A Roseville Middle School student leaned a tough lesson about lunchroom procedure, but was it too tough? He said he went hungry because there wasn't enough money in his lunch account.
13-year-old Nicholas Eckert was hungry studying hard in eighth grade class all morning, so when the lunch bell rang, he hit the cafeteria for a nice hot lunch that dad pays for, or at least dad thought he had paid for.
"They said that I couldn't get it because I didn't have money on my account and I owed money."
It turns out Eckert had only $0.15 in his hot lunch account. The lunch price is $2.75. Eckert was $2.60 short and his stomach was rumbling, so he sent a text to dad, who was at work.

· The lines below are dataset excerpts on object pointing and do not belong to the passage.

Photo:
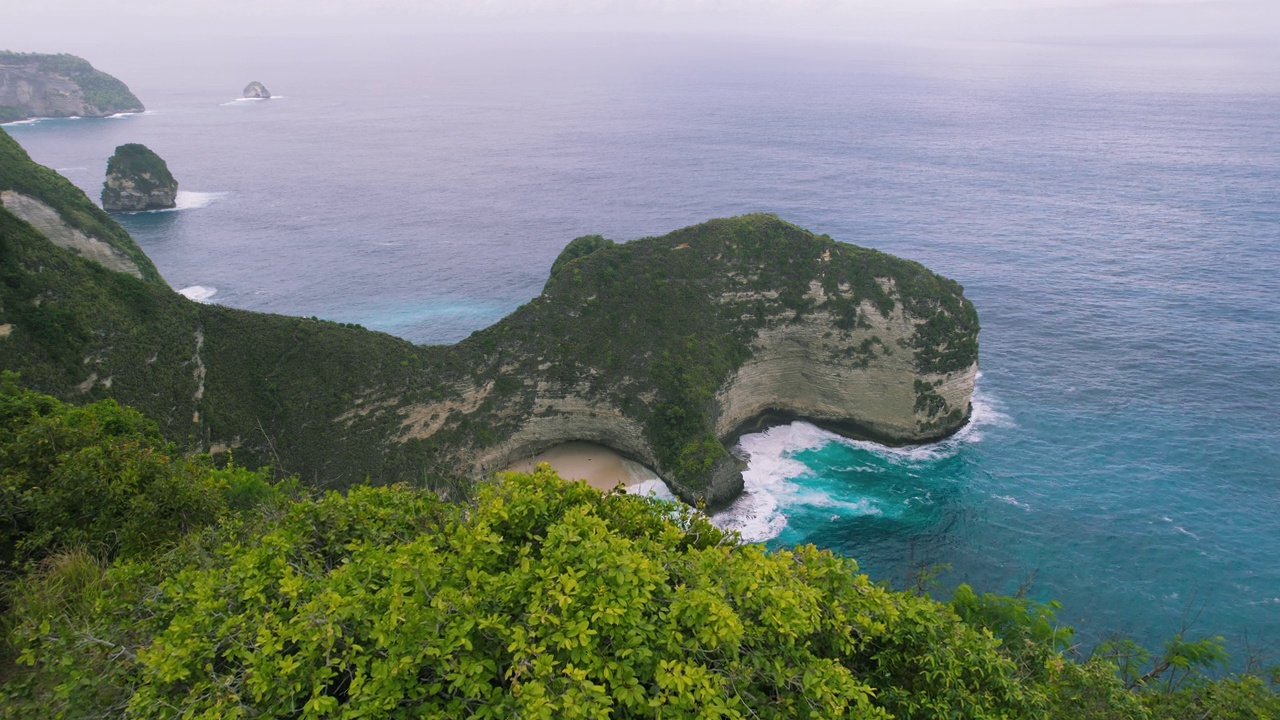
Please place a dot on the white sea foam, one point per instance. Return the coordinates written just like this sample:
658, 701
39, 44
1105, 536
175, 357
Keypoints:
190, 200
771, 491
1013, 501
199, 292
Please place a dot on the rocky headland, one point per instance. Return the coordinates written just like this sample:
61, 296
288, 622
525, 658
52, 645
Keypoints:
59, 86
662, 349
256, 90
138, 180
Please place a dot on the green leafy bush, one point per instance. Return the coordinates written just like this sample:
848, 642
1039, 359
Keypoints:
99, 478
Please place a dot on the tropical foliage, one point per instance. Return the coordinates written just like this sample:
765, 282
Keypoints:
538, 598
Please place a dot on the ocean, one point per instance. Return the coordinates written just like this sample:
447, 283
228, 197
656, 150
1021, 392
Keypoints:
1112, 212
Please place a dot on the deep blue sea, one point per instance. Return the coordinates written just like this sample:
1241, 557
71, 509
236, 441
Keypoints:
1112, 212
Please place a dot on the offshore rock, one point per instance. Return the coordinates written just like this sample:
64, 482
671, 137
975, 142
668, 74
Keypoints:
138, 180
256, 90
663, 349
59, 86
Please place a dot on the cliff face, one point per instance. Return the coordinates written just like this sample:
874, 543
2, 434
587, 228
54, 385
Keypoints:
59, 86
667, 349
663, 349
138, 180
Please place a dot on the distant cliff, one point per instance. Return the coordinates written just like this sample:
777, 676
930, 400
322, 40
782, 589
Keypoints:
138, 180
663, 349
59, 86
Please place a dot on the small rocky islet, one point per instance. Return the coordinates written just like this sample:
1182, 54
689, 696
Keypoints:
138, 180
256, 91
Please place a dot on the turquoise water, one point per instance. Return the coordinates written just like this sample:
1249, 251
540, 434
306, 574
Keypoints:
1112, 212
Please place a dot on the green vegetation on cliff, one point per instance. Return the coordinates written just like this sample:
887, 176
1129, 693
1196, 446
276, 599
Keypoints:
105, 92
141, 165
648, 331
21, 174
538, 598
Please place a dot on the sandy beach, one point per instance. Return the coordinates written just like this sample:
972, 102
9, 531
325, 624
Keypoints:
600, 466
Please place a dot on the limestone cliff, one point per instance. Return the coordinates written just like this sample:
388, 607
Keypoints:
663, 349
256, 90
59, 86
138, 180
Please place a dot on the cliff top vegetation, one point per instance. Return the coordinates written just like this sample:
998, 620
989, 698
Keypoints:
103, 91
140, 164
182, 588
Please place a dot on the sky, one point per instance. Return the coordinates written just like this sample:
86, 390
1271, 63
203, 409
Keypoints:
39, 23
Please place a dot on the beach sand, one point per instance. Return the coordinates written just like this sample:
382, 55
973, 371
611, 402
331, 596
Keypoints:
600, 466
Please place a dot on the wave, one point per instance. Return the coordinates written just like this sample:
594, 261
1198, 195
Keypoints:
778, 486
199, 292
238, 100
192, 200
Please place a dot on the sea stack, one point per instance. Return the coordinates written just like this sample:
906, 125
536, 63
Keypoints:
256, 90
138, 180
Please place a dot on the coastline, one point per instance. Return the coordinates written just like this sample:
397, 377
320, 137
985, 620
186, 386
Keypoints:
598, 465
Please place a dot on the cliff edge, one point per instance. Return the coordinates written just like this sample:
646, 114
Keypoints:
59, 86
664, 349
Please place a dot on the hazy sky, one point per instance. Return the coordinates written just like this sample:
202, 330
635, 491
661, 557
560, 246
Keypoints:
40, 22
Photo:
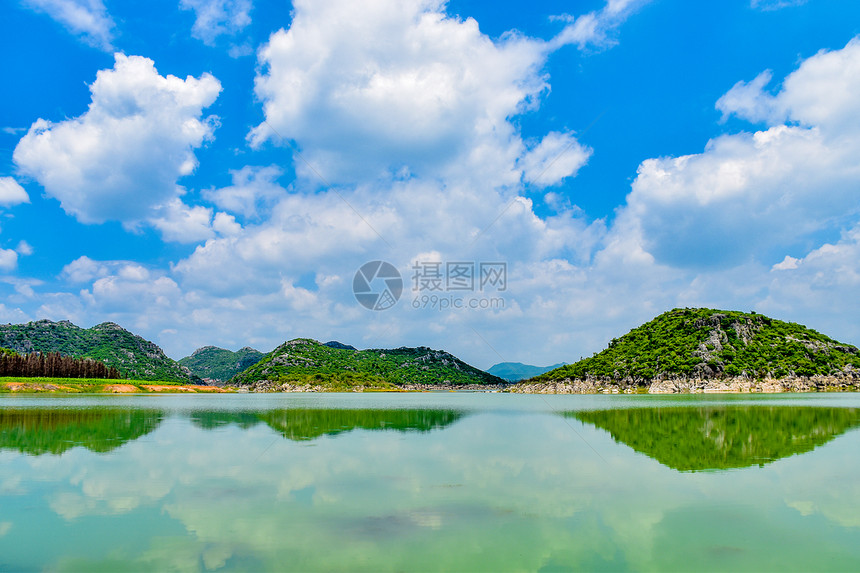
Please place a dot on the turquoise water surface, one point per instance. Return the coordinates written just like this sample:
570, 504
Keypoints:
430, 482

"He just said they denied him lunch. He said, 'I need money,' but that was too late in the day for me to get him any money," said Fred Eckert. "I was never notified by the school. He just said that they said he couldn't have it."
Eckert told us he went hungry. Dad said he got an explanation from the principal.
"I talked with Principal Rice. Very good guy. He said it was school policy. He said if Nicholas would've went to him, he would've paid for it out of his pocket and then a parent would reimburse him or whatnot. He just said it's school policy. There's nothing he can do about it, but he did give me information, who to contact in the school."
We left a message late in the day for the Roseville district superintendent. We did not get a return call.
Fred Eckert said policy is important, but a hungry child should be more important.
"I personally think any student that is in line for lunch and is part of the Roseville school district, if they're not on a free lunch program and they're paying for their lunches should be allowed at least a grace period of one lunch or whatnot, and the parents should be notified ahead of time if an account goes into either a low status or whatnot. Parents are busy nowadays and some things can slip our minds. We're only human."